If you have noticed that you have to press hard on the keyboard of your MacBook ($ 490 with Amazon) for it to work, you may have sticky key syndrome. This happens when dust, crumbs or other sludge gets stuck under a key and prevents it from being pressed easily. It is annoying and ensures that you cannot work as efficiently as you could.
If your first instinct is to reach for a can of compressed air to clean under those keys, you are on the right track. But you don't just want to aim and shoot because you might miss a part of the hidden debris or put it further under the key.
We will show you a technique that works well and helps you to prevent emptying a whole can of air for nothing. However, if you find that there is no slurry underneath, you may have a dead key, which is a bigger problem for you as Apple needs to replace the keys (which can take a few days). Here's how to find out.
1. Ensure that the straw is properly attached
When you purchase a can of compressed air, a thin straw is stuck to the side of the can. Make sure you click it into the mouthpiece before you start and make sure it fits properly. If it fails while you start, you have to place it again.
2. Turn off your laptop and unplug the power cord
Before you begin spraying your keyboard with compressed air, ensure that the laptop is turned off and disconnected. You do not want to accidentally press buttons that can delete important documents or type some random characters if you disturb the keys during cleaning. You also don't want that cable to get in your way.
3. Turn your laptop upside down
To remove loose debris or crumbs, turn your laptop upside down and tap the bottom lightly. That means less work that the compressed air has to do.
4. Position your MacBook correctly
Make sure you hold your MacBook at a 70-degree angle instead of vertically. This is so that the dirt can neatly fall out and away from your keyboard. The last thing you want to do is let the gunk fly under a different key.
5. Start spraying
Continuously press the mouthpiece for an even flow and slowly spray the compressed air over your keyboard in a methodical zigzag pattern. Save the short bursts for on-site inspection after you have performed a thorough cleaning. Start with the key on the top left and stop at the last key on the bottom right so that you don't miss a spot.
6. Place your MacBook on the left
Use the same zigzag pattern and spray the keys again. This time you start with the fn (function) key.
7. Turn your MacBook to the right side
Use the zigzag pattern again to spray your keyboard with compressed air. Start with the top right key – this varies depending on the MacBook model you use. It can be the on / off key or remove the key.

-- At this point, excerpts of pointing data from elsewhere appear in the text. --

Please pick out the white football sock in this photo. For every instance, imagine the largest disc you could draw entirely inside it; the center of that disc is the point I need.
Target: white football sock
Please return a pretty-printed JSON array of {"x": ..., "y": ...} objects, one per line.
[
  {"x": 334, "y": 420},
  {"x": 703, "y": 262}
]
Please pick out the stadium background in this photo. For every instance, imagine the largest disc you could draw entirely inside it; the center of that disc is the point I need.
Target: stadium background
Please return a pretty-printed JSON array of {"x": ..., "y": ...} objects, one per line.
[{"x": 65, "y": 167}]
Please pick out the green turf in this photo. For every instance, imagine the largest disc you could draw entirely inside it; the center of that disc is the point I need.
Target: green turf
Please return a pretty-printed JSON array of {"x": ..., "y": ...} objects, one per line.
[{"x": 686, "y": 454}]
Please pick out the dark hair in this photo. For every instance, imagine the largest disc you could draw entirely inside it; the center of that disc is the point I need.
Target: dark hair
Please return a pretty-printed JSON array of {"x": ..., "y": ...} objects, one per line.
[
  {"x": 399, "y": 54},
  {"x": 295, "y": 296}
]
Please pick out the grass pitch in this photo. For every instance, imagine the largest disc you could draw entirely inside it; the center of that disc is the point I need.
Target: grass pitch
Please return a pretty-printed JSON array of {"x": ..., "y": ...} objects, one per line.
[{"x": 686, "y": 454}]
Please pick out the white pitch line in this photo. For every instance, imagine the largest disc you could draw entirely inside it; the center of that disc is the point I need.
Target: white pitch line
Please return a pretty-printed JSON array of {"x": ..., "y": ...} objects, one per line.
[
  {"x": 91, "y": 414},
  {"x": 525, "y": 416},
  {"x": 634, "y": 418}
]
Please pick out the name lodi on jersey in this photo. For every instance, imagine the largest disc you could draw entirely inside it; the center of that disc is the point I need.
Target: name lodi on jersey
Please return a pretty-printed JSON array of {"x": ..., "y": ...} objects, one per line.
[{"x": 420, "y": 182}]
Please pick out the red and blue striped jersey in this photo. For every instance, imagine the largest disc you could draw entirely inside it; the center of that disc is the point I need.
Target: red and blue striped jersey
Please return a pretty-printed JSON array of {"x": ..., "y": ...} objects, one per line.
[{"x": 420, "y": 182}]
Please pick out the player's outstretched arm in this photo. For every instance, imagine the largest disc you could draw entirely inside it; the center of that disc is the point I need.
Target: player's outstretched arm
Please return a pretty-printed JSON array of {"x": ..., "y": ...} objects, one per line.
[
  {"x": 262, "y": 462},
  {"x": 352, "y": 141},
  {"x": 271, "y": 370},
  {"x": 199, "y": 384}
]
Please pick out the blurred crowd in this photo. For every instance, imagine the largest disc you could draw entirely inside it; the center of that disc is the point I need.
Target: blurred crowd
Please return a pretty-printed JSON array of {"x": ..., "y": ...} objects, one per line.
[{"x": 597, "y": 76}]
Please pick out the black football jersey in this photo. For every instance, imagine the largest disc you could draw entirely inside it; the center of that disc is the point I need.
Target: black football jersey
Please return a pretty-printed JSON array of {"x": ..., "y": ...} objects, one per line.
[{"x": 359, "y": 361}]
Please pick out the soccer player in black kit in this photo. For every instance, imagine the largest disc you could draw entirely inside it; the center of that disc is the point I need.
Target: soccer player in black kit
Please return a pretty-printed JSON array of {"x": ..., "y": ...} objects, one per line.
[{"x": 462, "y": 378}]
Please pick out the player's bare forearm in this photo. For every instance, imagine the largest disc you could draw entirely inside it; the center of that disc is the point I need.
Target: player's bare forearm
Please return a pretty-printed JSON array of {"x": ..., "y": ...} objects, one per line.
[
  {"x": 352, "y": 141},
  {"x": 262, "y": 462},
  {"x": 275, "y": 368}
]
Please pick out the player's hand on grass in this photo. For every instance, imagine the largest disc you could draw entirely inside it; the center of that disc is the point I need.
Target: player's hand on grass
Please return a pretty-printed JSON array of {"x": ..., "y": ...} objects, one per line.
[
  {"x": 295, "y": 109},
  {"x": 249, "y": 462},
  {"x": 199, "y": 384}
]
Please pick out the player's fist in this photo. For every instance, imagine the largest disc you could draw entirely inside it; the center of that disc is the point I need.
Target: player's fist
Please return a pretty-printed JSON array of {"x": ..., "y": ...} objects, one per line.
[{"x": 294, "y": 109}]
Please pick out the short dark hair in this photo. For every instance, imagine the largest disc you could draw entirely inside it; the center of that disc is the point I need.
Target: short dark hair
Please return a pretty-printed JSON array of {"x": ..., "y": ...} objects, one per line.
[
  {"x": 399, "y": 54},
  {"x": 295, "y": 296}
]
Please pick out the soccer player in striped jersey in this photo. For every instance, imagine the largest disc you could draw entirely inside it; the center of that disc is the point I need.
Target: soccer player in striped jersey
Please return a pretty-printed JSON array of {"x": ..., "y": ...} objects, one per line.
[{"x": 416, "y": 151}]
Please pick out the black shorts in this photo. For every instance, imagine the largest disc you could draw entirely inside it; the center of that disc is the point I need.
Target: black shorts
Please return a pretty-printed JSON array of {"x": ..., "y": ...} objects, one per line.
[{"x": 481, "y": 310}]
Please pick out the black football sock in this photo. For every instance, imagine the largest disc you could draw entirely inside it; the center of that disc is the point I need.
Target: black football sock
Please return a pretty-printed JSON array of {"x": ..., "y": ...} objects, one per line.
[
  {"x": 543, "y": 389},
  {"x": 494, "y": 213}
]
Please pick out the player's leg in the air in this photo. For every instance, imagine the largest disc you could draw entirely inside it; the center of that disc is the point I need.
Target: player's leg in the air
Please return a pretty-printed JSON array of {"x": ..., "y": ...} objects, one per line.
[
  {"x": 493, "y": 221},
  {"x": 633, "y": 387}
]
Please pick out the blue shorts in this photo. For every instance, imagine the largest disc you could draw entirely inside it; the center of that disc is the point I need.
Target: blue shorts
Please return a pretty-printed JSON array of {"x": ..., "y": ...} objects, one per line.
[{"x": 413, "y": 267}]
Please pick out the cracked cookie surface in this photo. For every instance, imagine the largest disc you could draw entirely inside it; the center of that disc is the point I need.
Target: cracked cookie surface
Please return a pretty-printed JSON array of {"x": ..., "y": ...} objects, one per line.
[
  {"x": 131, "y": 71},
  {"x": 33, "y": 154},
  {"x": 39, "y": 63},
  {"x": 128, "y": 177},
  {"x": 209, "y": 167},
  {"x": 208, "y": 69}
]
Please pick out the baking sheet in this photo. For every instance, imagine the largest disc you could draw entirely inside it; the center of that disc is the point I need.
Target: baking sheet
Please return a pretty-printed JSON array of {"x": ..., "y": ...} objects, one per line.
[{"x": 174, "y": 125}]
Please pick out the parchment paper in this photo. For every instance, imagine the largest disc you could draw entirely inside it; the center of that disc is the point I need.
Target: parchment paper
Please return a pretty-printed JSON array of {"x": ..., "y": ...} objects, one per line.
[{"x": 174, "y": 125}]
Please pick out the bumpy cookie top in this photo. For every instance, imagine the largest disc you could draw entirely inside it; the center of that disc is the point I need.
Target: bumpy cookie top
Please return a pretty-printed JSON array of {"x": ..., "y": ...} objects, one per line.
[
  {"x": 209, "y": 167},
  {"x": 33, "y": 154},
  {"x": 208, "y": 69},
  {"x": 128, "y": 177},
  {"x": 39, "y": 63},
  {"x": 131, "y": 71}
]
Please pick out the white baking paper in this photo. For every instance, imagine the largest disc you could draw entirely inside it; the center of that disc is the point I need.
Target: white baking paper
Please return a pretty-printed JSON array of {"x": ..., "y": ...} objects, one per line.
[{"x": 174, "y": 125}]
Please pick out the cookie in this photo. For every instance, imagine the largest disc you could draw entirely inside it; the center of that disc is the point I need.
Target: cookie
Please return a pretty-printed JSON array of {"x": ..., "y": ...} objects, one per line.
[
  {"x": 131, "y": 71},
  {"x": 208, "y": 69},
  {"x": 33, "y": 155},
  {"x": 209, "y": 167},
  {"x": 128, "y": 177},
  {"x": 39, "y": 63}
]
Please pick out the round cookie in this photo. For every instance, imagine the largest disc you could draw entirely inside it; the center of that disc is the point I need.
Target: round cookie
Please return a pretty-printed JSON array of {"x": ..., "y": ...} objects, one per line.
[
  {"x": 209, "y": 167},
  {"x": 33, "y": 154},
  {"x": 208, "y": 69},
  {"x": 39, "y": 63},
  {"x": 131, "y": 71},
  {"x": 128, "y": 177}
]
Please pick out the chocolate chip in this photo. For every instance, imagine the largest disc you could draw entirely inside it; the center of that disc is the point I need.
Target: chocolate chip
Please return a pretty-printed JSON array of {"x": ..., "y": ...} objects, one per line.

8. Wipe away or vacuum off any remaining pieces
If visible crumbs are still on your keyboard, use a small vacuum tool to remove them. Once you've done that, wipe your keys well with an electronic cleaning cloth. Ditto the floor or surface on which the slurry has fallen.
9. What not to do
Never spray liquid on your keyboard. This can cause water damage and cause you a worse situation than the keys. Use a damp cotton swab instead to gently clean the keys or an electronic cleaning cloth.
If you have a butterfly keyboard, do not relentlessly pry the keys, as this can damage the butterfly clip mounts. Instead, place a thin, flat tool under the edge of the key and carefully lift it up.
10. No luck? Visit the nearest Apple Store
If your keys still do not work after cleaning from all directions, there may be a much larger problem that may prevent your keyboard from working. Make an appointment to visit your nearest Apple Store to have your MacBook serviced by the Genius Bar. Apple employees can determine if the key needs to be replaced and can give you the estimated time required for this.
If you do not live near an Apple Store, you can email your MacBook to the Apple Repair Center. Apple maintains your MacBook keyboard for free if it is one of the eligible models that are known to have sticky keys.
Do you want to know how to properly clean your other electronic devices? See.